Из двух попыток воззвать к чувству вины, лишь одна угодила прямиком в цель. Дядюшка Рио остался невозмутим. А вот я почувствовала себя виноватой и присоединилась к Нонне у раковины.
– Эй, – сказала я. – Давай я.
Нонна хмыкнула, но отошла в сторону. Было что-то уютное в том факте, что она осталась в точности такой, какой была всегда: частично домохозяйкой, частично диктатором, управляющим семьей запеченными макаронами и ежовыми рукавицами.
Вот только я стала другой. Мне не удавалось сбежать от этой мысли. Я изменилась. У новой Кассандры Хоббс было куда больше шрамов – как метафорически, так и буквально.
– Она становится капризной, если ты не звонишь на протяжении нескольких недель, – сказал мне дядя Рио, кивая на Нонну. – Но ты наверняка была занята? – его лицо загорелось любопытством, и несколько секунд он пристально глядел на меня. – Разбиваешь сердца! – заявил он. – Скольких парней ты утаила от семьи?
– У меня нет парня.
Уже много лет дядюшка Рио считал, что я прячу от него своих парней. И вот впервые, он оказался прав.
– Ты, – Нонна указала на дядю Рио невесть откуда появившейся в её руке лопаточкой. – Выметайся.
Он с опаской взглянул на лопаточку, но не сдвинулся с места.
– Выметайся!
Три секунды спустя мы с Нонной остались на кухне одни. Она стояла, проницательно глядя на меня, выражение её лица слегка смягчилось.

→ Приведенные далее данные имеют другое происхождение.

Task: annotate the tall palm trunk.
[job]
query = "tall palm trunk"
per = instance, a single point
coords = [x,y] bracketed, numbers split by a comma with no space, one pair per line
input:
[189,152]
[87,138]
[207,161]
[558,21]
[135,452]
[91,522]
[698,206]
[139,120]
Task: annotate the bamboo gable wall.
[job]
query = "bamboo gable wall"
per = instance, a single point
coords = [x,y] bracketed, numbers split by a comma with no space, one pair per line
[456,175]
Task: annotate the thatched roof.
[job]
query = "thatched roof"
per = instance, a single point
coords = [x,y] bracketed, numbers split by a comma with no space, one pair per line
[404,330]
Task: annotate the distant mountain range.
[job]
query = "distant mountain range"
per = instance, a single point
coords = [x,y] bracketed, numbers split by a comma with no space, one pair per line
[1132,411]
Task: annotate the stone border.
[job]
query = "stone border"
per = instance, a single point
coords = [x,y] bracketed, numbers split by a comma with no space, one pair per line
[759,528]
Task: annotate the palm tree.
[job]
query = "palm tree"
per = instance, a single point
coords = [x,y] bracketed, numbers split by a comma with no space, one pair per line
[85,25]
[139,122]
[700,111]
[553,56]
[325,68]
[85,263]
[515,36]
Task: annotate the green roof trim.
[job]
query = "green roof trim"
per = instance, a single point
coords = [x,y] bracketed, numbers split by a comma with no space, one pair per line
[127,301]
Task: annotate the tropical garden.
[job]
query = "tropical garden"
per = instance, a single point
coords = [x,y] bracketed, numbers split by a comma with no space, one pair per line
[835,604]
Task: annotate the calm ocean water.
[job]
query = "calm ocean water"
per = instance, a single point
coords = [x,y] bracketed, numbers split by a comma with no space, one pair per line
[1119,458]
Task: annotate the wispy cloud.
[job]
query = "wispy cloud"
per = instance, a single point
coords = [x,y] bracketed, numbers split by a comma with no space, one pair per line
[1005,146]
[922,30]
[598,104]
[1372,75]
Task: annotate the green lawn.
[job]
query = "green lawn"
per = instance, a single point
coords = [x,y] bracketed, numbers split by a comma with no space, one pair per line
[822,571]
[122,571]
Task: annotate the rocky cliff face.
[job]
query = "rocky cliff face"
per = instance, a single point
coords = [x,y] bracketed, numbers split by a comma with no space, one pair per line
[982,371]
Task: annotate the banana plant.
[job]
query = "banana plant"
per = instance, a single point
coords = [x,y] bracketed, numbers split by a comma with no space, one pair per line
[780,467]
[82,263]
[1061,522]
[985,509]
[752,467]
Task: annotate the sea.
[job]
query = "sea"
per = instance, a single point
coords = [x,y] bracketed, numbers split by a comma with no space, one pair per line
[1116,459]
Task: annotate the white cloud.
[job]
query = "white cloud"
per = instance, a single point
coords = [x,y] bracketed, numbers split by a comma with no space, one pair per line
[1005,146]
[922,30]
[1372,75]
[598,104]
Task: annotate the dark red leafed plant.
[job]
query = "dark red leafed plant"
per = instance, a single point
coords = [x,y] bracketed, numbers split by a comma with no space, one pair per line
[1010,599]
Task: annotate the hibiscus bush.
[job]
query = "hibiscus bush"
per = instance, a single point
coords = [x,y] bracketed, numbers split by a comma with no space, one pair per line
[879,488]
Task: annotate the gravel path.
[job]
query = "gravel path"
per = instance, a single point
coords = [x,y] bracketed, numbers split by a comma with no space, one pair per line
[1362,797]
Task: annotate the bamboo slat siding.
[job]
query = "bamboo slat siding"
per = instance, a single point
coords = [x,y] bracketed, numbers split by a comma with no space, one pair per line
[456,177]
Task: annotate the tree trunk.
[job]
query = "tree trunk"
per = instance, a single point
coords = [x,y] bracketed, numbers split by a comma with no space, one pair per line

– Тот парень, что забрал тебя отсюда прошлым летом, – сказала она, – тот, что с модной машиной… Он хорошо целуется?
– Нонна, – я захлебнулась от возмущения.
– У меня восемь детей, – сказала мне Нонна. – Я знаю о поцелуях всё.
– Нет, – быстро ответила я, вычищая тарелки и стараясь не задумываться о её последних словах. – Мы с Майклом… Мы не…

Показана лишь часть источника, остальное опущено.